Who gets to play God?
Now, what we’re doing, I want to be clear, we’re not trying to push financial reform because we begrudge success that’s fairly earned. I mean, I do think at a certain point you’ve made enough money.
What does “success fairly earned” or “enough money” mean?
Who defines “success fairly earned” or “enough money”?
What if different people define “success fairly earned” or “enough money” differently?
Who defines the consequences of having more than “enough money”?
Who enforces such consequences?
If anyone thinks the definition or consequences of “enough money” is unjust, to whom do they turn for relief?
In other words, who gets to play God?
Any way you cut it, implementing policies consistent with Obama’s words will require coercive actions that diminish liberty. There seems to be a certain amnesia about the coercive nature of government. Of course, it might be reasonable to say there is no amnesia for people who never recognize coercion because they have always sought power more than they have loved liberty.
On a more practical level, Nobel Laureate Hayek wrote about the impossibility of efforts to centrally plan such “solutions” in the first place in his seminal 1945 paper entitled The Use of Knowledge in Society. Glenn Reynolds referenced the paper in a recent editorial:
…The United States Code – containing federal statutory law – is more than 50,000 pages long and comprises 40 volumes. The Code of Federal Regulations, which indexes administrative rules, is 161,117 pages long and composes 226 volumes.
No one on Earth understands them all, and the potential interaction among all the different rules would choke a supercomputer. This means, of course, that when Congress changes the law, it not only can’t be aware of all the real-world complications it’s producing, it can’t even understand the legal and regulatory implications of what it’s doing.
There’s good news and bad news in that. The bad news is obvious: We’re governed not just by people who do screw up constantly, but by people who can’t help but screw up constantly. So long as the government is this large and overweening, no amount of effort at securing smarter people or “better” rules will do any good: Incompetence is built into the system.

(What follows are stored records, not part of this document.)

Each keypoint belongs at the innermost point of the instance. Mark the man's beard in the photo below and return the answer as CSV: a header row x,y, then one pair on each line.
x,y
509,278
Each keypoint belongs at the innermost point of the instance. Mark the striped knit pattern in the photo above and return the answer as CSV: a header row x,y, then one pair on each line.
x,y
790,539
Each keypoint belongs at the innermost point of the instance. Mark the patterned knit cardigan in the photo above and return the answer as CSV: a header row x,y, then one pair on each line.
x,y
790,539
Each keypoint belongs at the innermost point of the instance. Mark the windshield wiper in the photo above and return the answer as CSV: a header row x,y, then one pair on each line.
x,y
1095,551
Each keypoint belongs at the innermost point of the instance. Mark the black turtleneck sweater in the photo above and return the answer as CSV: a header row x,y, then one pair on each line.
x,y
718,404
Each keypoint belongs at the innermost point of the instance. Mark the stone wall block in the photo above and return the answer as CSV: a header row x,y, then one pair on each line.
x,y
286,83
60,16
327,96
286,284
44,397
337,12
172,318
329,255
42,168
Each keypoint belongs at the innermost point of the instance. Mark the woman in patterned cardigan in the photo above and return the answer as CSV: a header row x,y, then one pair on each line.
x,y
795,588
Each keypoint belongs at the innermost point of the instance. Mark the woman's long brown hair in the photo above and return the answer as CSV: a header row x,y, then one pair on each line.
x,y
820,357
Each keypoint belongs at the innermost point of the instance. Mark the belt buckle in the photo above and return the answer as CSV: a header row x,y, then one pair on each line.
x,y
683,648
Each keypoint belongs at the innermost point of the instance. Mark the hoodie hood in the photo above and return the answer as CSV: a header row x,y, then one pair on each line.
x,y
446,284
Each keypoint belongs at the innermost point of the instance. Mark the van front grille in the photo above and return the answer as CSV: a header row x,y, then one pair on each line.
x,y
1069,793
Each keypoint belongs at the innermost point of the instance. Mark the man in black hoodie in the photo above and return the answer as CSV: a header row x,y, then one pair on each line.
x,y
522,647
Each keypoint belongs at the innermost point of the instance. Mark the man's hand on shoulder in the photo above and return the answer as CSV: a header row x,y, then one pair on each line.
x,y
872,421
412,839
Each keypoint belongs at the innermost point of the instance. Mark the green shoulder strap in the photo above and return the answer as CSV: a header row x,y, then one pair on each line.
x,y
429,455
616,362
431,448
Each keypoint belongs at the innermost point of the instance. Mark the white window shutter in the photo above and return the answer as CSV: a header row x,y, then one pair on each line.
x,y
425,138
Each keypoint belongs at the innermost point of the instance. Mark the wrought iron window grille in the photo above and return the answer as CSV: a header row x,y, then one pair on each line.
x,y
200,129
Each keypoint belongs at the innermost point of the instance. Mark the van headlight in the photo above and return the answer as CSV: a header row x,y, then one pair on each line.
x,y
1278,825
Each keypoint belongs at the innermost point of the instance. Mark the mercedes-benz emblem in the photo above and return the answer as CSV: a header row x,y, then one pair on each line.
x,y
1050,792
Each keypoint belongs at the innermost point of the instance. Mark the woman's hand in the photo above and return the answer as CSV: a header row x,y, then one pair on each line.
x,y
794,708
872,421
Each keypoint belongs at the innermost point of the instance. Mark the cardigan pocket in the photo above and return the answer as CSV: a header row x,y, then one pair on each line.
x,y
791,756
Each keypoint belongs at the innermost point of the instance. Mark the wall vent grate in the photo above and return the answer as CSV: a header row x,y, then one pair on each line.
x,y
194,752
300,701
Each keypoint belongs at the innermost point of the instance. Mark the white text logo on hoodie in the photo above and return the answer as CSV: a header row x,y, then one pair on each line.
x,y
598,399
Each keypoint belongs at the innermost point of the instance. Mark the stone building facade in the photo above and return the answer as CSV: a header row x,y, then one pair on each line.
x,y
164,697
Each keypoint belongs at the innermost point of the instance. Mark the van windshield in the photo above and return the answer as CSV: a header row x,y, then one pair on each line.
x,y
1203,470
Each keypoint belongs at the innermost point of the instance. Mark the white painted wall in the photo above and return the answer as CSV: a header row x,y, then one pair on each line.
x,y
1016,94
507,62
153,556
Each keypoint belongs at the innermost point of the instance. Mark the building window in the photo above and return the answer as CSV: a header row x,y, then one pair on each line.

The good news is less obvious, but just as important: While we rightly fear a too-powerful government, this regulatory knowledge problem will ensure plenty of public stumbles and embarrassments, helping to remind people that those who seek to rule us really don’t know what they’re doing.
If that doesn’t encourage skepticism toward big government, it’s hard to imagine what will.
Michelle Malkin: Barack Obama, America’s Selective Salary Policeman – “At some point, you have made enough money” is not a maxim that Obama’s team of rich CEO’s and well-paid bureaucrats has ever observed.
J.P. Freire: Obama made $5m in 2009 and tells us we’ve made enough?
Kyle Wingfield: Exactly who ‘makes enough money’ in Obama’s eyes?
…”I want to be clear, we’re not trying to push financial reform because we begrudge success that’s fairly earned. I mean, I do think at a certain point you’ve made enough money. But part of the American way is you can just keep on making it if you’re providing a good product or you’re providing a good service. We don’t want people to stop fulfilling the core responsibilities of the financial system to help grow the economy.”
The second sentence is the one that defines “fairly earned” for Obama. The man who as a candidate spoke of “spreading the wealth around” has found a matter he considers within his pay grade: other people’s pay.